Jenny Lawson, also known as “The Bloggess”, is no stranger to walking the line between pain and humour. Her memoir Let's Pretend This Never Happened (a mostly true memoir) is a collection of the best posts from her very successful blog (www.thebloggess.com). She paints a picture of her dysfunctional small town Texas childhood and ongoing struggles with mental illness in a series of anecdotes that are both awful and awfully hilarious. Chapters range through various time in her life depicting, among other things, her eccentric taxidermist father who brings home random wild animals (which he may occasionally throw at someone as a form of greeting), very funny episodes from her time working in HR policing employees’ use of company email to send pictures of their private parts, to a ridiculous argument she has with her husband via post-it notes.
What I loved about this book was Jenny Lawson’s voice –it’s conversational, irreverent, and very real. Her adventures are sometime extreme, but the basic fears she has are totally relatable. Many of us feel uncomfortable at a party; most of us are not so uncomfortable that we tell our spouse’s coworkers an imaginary story of how we survived being attacked by a serial killer. Thank goodness Jenny Lawson is here tell us what it would be like if we did. I found myself often actually crying with laughter while reading this book (this also provided some secondary entertainment for other passengers in the car I was traveling in. Good times).
Note: Jenny Lawson’s humour is edgy and there is a liberal amount of profanity in this book, so you may want to pass if you are offended by strong language.
Another blogger turned author who delves into depression and turns it into something funny is Allie Brosh, creator of the blog “Hyperbole and a Half”. In the book based on her blog, Hyperbole and a Half: unfortunate situations, flawed coping mechanisms, mayhem, and other things that happened Brosh creates very simple but extremely expressive drawings to tell stories from her childhood and adult life, through which she has suffered from crippling depression. Another reader who also lives with depression told me they found it “the best account of depression I’ve ever read”.
I know –you’re thinking: “that doesn’t sound very fun”. You just haven’t seen her art. The wobbly stick figure-like drawings of herself, her family, and her wild-eyed “slightly retarded” dogs, capture the ridiculous in a unique way that will leave you laughing. And if you are feeling down, well at least you’re not alone. Allie Brosh is down there too.

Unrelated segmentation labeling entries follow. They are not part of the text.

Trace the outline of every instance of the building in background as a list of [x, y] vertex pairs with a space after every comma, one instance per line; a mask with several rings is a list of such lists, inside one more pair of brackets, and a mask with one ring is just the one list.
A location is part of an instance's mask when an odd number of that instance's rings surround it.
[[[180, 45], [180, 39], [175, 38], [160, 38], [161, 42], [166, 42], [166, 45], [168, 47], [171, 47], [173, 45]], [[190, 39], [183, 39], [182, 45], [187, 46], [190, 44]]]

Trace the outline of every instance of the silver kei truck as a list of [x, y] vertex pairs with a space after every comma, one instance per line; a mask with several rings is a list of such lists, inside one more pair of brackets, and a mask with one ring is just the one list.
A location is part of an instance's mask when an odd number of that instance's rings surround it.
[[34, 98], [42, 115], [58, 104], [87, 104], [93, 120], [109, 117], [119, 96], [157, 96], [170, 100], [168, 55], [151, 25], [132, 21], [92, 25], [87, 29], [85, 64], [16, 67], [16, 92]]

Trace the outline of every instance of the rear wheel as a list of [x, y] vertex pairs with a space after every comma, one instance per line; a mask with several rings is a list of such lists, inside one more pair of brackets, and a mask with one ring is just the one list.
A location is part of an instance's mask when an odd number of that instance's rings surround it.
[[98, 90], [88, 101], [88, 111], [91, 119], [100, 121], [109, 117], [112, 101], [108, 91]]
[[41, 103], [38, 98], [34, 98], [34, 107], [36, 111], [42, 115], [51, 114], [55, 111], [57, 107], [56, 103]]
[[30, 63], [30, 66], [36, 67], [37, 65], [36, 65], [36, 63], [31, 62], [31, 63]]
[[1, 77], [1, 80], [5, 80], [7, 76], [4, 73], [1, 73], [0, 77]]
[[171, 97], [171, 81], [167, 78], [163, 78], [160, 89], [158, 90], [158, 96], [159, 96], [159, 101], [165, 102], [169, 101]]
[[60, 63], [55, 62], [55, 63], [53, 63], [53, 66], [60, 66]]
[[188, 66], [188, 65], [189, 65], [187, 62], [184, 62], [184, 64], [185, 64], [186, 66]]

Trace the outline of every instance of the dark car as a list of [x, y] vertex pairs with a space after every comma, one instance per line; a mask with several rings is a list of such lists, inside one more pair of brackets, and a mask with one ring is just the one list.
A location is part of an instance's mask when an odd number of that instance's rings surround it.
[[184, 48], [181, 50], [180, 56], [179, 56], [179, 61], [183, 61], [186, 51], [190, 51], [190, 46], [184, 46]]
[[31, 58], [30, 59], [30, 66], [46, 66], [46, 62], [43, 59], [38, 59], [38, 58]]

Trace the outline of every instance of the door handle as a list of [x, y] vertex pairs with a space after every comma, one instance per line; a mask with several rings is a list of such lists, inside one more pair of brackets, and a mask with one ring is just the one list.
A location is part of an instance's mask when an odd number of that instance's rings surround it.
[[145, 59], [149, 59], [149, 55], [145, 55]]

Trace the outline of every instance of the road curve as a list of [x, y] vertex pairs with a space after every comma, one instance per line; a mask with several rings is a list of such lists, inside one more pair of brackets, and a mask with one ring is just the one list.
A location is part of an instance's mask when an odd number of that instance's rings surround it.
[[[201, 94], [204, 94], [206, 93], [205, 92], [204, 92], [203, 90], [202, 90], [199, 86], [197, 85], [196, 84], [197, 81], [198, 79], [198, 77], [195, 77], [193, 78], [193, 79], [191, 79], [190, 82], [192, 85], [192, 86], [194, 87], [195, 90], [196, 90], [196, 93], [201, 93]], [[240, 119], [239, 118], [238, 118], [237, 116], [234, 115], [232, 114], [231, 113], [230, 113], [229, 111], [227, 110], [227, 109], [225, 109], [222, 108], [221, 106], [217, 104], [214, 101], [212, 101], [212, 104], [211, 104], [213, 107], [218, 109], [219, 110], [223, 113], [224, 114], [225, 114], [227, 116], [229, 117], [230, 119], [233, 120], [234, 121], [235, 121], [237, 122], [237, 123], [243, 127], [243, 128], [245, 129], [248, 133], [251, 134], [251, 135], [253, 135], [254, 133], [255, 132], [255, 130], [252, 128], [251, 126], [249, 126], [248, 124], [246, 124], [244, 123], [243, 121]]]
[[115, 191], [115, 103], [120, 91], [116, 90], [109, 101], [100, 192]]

David Sedaris’s wry collection of biographical essays Me Talk Pretty One Day begins with a chapter in which he is in elementary school and has been sent for speech therapy to correct a lisp. In the ensuing battle with his speech therapist the young Sedaris eventually adapts all his speech so he uses only words which do not contain the sound “s” –perhaps this is the origin of his talent for language.
Me Talk Pretty One Day provides many laughable moments as we meet Sedaris’s eccentric family, follow his adventures through art school, teaching, and eventually living as an American ex-pat in France. This man is not afraid to mock himself for our enjoyment, and the results are extremely entertaining.
Lastly, if you haven’t already read it, there is Bossypants. Tina Fey, a star of Saturday Night Live and creator of Thirty Rock wrote this autobiography of her youth and career in an industry where it is not easy to be a woman. Aside from the funny parts, of which there are lots, Bossypants is a meditation on what it means to be a successful woman. Fey’s writing voice, like Lawson’s, is very conversational and fans of her work will enjoy the back stage view of what it is like on the set of her shows. Especially interesting is the political satire which shaped the 2008 election (remember Sarah Palin)? Most of all: it’s very funny.